I have though of adding it to the Bean component as well, so you can do in an endpoint
     to("bean:myBean?method=doSomething.doEvenMore")

But currently it cannot do this. Any thoughts?
This new feature will be available in Apache Camel 2.3.

PS: I have started on chapter 10

2010-03-03

Apache Camel 2.3 - Overhauled Aggregator and introducing HawtDB

For the last couple of weeks I had the time to work on recoding the Aggregator EIP in Apache Camel.
Over the time we have gathered a list of issues with the old code, which you can find here.

The works is now complete and we got a much improved Aggregator in Apache Camel 2.3 onwards.

The new and improved aggregator
First of all it allows you to use multiple and independent ways of triggering a completion. For example you can say the say the completion should happen when 5 messages have been aggregated. Then that will wait until that condition occurs. So if that takes 4 seconds or 17 hours don't matter. You may also add an additional completion trigger such as an inactivity timeout. So if you think that waiting 17 hours is to long you can set the timeout to e.g 1h. The aggregated message will also contain a property which tells you which of the completion conditions triggered. So you can see if it was the timeout or the size etc.

On top of that the inactivity timeout is per correlation key. So if you aggregated with multiple keys then those are separated. In the old logic, the timeout was not based on inactivity, but really just a timer for a background thread to wake up, and start aggregating the messages which have arrived since last time.

This is really a great improvement as it works much more in the way end users will expect, that the timeout is based on inactivity and its per correlation key. So for example the timeout is not reset just because a new messages arrived on a another correlation key.

You can also add a 3rd completion trigger such a predicate. So you can use that to check if a special message arrived, or the aggregated message contains some special data that would trigger completion.

On top of that we have added support for letting the aggregator use parallel processing. That means you can have concurrent messages being send out of the aggregator.

And another easy of use change is that the AggregationStrategy is now mandatory, which means than the UseLastAggregationStrategy is no longer default. That should fix up some confusing when using it for the first time - e.g. why does the aggregator just spit out the last message, etc.
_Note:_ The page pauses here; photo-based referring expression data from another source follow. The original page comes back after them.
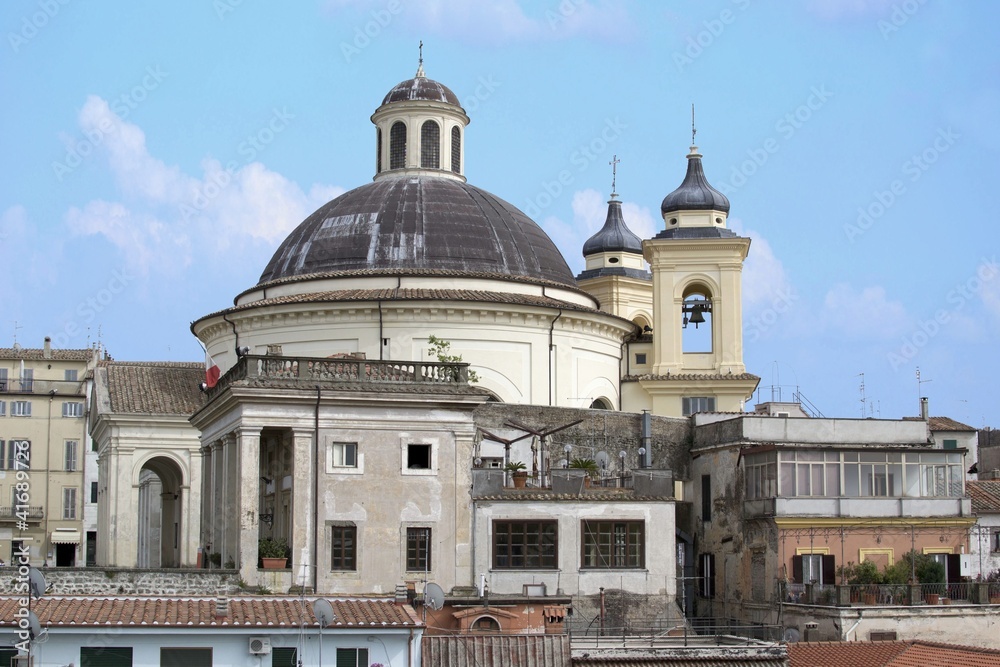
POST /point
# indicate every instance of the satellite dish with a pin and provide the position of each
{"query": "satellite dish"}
(433, 596)
(35, 628)
(323, 611)
(36, 583)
Other minor improvements is that you can chose what to happen if the correlation key is bad, and as well you can now "close" a correlation key to deny late messages.

Introducing HawtDB
Well that is not all, this blog entry is also about a new feature which I am a bit exited about.
With the help from the very talented people from ApacheMQ, such as Hiram Chirino, we have a new Camel component, called camel-hawtdb.

HawtDB is a lightweight and very fast key/value database. Its based on the sound knowledge from ApacheMQand its KahaDB persistent store.

So what we have done now is to integrate HawtDB with the Camel aggregator. Which means we now support persistence out of the box. That means the aggregated messages is persistent to a file store, which means you avoid loosing messages in case your server crashes, or is reliable shutdown.

This is just a start. We will in the future add support for using HawtDB in other areas with Camel, such as the resequencer EIP, SEDA queues, DeadLetterChannel, StreamCaching big streams, idempotent repository and elsewhere. If you got good ideas for use cases then let us know.

I have put together a small example which demonstrates the new aggregator and the persistence support. If you don't want to run the example, the link showed console output which is kinda like the sexiest we can do with integration software.